ゆっくりと飛んでいるのはジャコウアゲハ。

幼虫はウマノスズクサという毒のある草を食べ、体内に毒を溜めこみます。そうしてこのチョウは成虫になっても毒を持ち、敵におびえることなくゆっくりと飛ぶことができるのです。植物の性質を利用した生き残るための戦略を見ることが出来ました。

 

続いて、クヌギの木で参加者の方がヒカゲチョウの仲間を見つけてくれました。

 

よく見るとスズメバチやカナブンも飛び回っています。

 

カブトムシなどの昆虫が集まる樹液が出ていました。樹液はどうやって出てくるのでしょうか。
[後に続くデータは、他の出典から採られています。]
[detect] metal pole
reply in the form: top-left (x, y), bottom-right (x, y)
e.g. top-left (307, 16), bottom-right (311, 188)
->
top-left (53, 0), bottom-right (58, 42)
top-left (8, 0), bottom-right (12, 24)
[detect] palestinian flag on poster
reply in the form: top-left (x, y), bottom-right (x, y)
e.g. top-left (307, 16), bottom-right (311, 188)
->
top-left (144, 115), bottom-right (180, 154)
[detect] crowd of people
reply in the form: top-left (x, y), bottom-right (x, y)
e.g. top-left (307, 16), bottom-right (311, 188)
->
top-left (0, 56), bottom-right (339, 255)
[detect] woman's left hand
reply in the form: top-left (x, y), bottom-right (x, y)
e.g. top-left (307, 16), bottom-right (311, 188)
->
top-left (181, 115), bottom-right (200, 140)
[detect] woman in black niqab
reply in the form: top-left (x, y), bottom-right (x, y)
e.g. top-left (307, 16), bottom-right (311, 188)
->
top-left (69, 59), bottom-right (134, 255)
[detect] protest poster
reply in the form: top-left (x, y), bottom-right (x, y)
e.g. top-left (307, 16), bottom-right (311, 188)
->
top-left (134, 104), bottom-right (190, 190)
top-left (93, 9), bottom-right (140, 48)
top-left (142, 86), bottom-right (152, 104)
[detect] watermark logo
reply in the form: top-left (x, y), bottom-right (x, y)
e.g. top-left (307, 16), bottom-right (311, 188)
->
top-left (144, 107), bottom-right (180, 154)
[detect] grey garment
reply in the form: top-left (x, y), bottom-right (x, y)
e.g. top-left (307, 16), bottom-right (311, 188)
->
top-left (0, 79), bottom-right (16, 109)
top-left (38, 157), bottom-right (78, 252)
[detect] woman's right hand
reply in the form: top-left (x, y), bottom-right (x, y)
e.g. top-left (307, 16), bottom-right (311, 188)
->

最初はカミキリムシが木をかじって卵を産みつけます。その時に開いた穴から樹液が出てくるのですが、それだけでは足りません。次に、スズメバチが巣の材料を得るために樹液で濡れた木の皮をかじり、穴が広がります。そうしてたくさんの虫が集まれる場所ができるのです。カミキリムシやスズメバチも自然の中では大切な役割を果たしているんですね。生きものの意外な一面に皆さん感心されていたようでした。

 

最後に前日に発見されたアオダイショウの幼蛇を観察しました。

まだ小さく身体の模様を毒蛇に似せているようです。このようなヘビが生きていけるのは、その食べものとなるような小さな生きものがたくさんいるから。豊かな環境があるからこそ生きていける種類なのです。

 

今回見られたもの以外でも、生きものはそれぞれが大切な役割を持ち、つながり合って暮らしています。公園や自宅の周りで生きものを見かけたら、どんな暮らしをしているのか、じっくりと観察するともっと面白い一面が見えてきますよ。